3. While the precessions were initially in-phase, they begin to de-phase, termed T2 relaxation.

The return of the excited nuclei from the high energy state to their ground state is termed T1 relaxation (or spin–lattice relaxation). The T1 relaxation time is the time required for the magnetization to return to 63% of its original longitudinal length. The T1 relaxation rate is the reciprocal of the T1 time (1/T1). T1 relaxation is dependent on the magnetic field strength that dictates the Larmor frequency. Higher magnetic fields are associated with longer T1 times.

T2 relaxation occurs when spins in high and low energy states exchange energy but do not lose energy to the surrounding lattice as occurs in T1 relation. It is, therefore, sometimes referred to as spin–spin relaxation. This results in loss of transverse magnetization. In biological materials, T2 time is longer than T1 time. T2 relaxation occurs exponentially like T1 and is described as the time required for 63% of the transverse magnetization to be lost. In general, T2 values are unrelated to field strength. In patients, the magnetic signal decays faster than T2 would predict. There are many factors creating imperfections in the homogeneity of the magnetic field, including the magnet and patient inhomogeneities including surface contours, air–tissue interfaces, and any metal the patients may have within them, including dental work, staples, and orthopedic appliances. The sum effect of all of these inhomogeneities pronounces an effect called T2*. The T2 relaxation comes from random interactions, while T2* comes from a combination of random and fixed causes including magnet and patient inhomogeneity.

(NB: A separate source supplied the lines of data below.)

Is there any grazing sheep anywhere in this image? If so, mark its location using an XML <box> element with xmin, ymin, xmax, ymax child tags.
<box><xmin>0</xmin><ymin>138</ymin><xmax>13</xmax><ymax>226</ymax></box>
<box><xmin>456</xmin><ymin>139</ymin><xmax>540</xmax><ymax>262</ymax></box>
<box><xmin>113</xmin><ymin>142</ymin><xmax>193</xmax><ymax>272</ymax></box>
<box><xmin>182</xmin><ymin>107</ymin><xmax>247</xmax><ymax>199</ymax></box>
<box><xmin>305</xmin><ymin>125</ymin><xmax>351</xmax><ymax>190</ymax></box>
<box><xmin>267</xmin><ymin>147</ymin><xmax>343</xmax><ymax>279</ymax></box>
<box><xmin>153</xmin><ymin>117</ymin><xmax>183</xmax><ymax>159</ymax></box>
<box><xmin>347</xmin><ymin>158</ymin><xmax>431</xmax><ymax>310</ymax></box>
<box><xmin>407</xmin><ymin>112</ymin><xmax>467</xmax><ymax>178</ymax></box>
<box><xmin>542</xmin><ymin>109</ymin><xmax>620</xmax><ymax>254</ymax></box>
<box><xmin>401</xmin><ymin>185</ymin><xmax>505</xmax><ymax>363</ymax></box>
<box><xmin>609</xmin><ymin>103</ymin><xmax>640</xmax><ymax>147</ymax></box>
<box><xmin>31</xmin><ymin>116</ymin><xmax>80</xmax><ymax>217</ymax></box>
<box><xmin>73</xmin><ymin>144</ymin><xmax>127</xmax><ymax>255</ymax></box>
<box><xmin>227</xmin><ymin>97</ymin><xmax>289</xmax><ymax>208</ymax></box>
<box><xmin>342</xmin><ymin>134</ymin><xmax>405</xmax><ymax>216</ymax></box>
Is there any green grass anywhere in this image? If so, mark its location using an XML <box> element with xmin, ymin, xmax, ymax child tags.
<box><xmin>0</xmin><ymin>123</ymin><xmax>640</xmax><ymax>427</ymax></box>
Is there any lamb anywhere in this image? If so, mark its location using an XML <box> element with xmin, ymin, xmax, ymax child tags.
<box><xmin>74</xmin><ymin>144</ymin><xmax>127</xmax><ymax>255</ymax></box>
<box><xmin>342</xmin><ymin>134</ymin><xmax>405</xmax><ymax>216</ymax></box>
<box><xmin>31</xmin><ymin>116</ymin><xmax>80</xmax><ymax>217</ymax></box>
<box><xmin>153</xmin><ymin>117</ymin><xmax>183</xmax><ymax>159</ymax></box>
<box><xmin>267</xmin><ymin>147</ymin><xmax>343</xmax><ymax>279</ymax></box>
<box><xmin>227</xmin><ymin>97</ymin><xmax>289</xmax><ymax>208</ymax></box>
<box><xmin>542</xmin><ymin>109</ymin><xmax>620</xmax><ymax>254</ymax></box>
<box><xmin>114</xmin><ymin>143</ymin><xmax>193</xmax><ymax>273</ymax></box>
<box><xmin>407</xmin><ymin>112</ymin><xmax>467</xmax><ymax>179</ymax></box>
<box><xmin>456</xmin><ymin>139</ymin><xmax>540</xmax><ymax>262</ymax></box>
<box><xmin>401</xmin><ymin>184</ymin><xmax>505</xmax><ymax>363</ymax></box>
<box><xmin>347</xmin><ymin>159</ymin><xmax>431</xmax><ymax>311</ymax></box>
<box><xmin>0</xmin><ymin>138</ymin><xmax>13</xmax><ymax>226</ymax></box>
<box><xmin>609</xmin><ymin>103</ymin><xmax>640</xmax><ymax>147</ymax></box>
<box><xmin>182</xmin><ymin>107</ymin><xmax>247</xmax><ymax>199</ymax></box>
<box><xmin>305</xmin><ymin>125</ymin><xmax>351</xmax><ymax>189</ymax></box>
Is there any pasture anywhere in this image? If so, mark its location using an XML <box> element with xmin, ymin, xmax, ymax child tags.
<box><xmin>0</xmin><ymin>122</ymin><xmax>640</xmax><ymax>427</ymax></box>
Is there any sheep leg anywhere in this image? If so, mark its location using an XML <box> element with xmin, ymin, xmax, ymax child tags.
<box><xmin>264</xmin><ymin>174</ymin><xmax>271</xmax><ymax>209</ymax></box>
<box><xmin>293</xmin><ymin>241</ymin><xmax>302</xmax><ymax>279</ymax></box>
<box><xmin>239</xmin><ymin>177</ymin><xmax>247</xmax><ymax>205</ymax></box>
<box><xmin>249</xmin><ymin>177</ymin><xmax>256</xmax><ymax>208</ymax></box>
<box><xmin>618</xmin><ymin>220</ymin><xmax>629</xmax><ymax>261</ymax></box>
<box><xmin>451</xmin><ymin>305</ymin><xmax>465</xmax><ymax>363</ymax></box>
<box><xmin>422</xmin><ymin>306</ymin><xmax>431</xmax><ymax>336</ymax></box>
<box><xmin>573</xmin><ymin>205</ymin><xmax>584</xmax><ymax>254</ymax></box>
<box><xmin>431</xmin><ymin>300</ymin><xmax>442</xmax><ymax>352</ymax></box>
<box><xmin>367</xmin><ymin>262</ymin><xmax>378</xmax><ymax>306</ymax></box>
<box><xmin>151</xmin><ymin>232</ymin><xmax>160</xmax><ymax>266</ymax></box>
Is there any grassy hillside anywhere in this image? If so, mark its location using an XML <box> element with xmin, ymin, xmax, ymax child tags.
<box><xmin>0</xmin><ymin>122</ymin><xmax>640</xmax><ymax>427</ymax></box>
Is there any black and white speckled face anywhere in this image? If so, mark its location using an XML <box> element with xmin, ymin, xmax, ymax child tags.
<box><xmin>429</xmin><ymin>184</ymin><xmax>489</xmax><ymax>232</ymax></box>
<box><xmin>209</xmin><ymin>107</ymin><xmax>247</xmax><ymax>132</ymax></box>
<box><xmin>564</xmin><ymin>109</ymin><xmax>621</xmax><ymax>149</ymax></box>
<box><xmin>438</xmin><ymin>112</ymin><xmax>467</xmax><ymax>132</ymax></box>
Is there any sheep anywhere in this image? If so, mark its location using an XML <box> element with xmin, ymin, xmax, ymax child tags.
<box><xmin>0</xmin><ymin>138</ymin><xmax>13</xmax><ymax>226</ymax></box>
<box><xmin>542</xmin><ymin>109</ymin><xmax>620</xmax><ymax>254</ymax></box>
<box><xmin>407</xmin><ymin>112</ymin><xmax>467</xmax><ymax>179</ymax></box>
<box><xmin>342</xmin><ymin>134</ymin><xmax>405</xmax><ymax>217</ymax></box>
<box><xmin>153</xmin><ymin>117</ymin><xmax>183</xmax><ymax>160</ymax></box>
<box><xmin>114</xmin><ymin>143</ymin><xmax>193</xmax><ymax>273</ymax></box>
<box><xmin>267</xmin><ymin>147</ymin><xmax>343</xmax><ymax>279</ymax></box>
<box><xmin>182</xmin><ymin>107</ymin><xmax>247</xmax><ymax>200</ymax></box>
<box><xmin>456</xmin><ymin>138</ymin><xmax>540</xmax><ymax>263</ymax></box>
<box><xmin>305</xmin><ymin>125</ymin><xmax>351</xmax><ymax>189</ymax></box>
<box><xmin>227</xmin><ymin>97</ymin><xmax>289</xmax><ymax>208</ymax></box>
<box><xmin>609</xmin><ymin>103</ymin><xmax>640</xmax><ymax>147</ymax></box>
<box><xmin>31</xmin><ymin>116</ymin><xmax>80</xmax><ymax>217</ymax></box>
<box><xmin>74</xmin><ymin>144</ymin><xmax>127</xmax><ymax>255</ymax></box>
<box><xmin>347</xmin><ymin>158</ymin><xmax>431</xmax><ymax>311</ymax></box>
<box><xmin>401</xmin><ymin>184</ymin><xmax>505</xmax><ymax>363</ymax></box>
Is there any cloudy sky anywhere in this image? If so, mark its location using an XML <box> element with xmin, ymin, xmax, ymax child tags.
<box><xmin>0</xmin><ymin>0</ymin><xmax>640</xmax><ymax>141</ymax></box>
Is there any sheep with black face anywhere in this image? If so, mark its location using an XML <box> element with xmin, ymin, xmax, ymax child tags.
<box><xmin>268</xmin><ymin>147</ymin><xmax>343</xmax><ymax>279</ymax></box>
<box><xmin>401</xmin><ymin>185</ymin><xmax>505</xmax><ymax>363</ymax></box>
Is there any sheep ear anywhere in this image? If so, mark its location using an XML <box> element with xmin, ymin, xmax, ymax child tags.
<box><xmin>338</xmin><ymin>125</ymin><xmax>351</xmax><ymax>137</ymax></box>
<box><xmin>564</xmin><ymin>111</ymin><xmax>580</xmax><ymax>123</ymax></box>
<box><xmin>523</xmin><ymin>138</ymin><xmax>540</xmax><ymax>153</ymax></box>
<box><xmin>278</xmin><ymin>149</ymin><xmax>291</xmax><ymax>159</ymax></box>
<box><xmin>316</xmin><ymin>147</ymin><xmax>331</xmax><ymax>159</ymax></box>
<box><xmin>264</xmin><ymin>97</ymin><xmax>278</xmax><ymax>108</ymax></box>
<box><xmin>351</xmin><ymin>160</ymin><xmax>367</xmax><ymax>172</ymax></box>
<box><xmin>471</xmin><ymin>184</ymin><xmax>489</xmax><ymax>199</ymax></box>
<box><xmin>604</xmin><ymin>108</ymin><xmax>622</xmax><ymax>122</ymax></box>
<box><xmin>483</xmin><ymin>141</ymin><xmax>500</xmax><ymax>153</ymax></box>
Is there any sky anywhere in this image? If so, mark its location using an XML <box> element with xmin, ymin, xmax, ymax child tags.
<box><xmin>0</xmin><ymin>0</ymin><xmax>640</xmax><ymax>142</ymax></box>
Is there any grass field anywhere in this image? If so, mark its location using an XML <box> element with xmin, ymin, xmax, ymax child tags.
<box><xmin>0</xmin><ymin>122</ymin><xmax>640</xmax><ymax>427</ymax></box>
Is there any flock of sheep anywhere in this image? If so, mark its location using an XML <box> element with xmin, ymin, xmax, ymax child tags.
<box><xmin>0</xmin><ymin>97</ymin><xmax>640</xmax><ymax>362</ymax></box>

To attempt to negate the fixed causes, a 180° refocusing pulse is used. Consider the following analogy, three cars in a race going at different speeds. At the start, all the cars are obviously together, and can be thought of as being in-phase. At some time after the start of the race, there is a noticeable difference between them due to different speeds; they are in essence out-of-phase. At that time, everybody will turn around and go back toward the starting line. If it is assumed that everyone is still going at the same rate as before, then they will all arrive at the starting line together and in-phase. The time required for the atoms to come back in-phase is equal to the time it took for them to lose phase. This total time is called the “TE” or echo time. The 180° pulse is used to reverse the T2* de-phasing process. As soon as the spins come back into phase, they will immediately start to go out-of-phase again. The two variables of interest in spin echo (SE) sequences are (1) the repetition time (TR) and (2) the echo time (TE). All SE sequences include a slice-selective 90° pulse followed by one or more 180° refocusing pulses. This refocusing pulse can be applied multiple times. The use of multiple refocusing pulses is the basis for fast or turbo spin–echo imaging, FSE, or TSE respectively.

Images of T1 and T2 relaxation are produced by sampling the signal at various times. Both effects are always present; however, we will often accentuate one effect over the other such that the sequences are often properly termed T1-weighted or T2-weighted images. To produce the cross-sectional images, gradient coils are needed, which produce deliberate variation in the main magnetic field. There is one gradient coil in each Cartesian plane direction (X, Y, and Z planes). These slight variations in the magnetic field will allow for slice selection and phase and frequency encoding. The slice selection gradient will be the Z, X, and Y gradients for a patient in supine position for the transverse, sagittal, and dorsal plane sequences, respectively.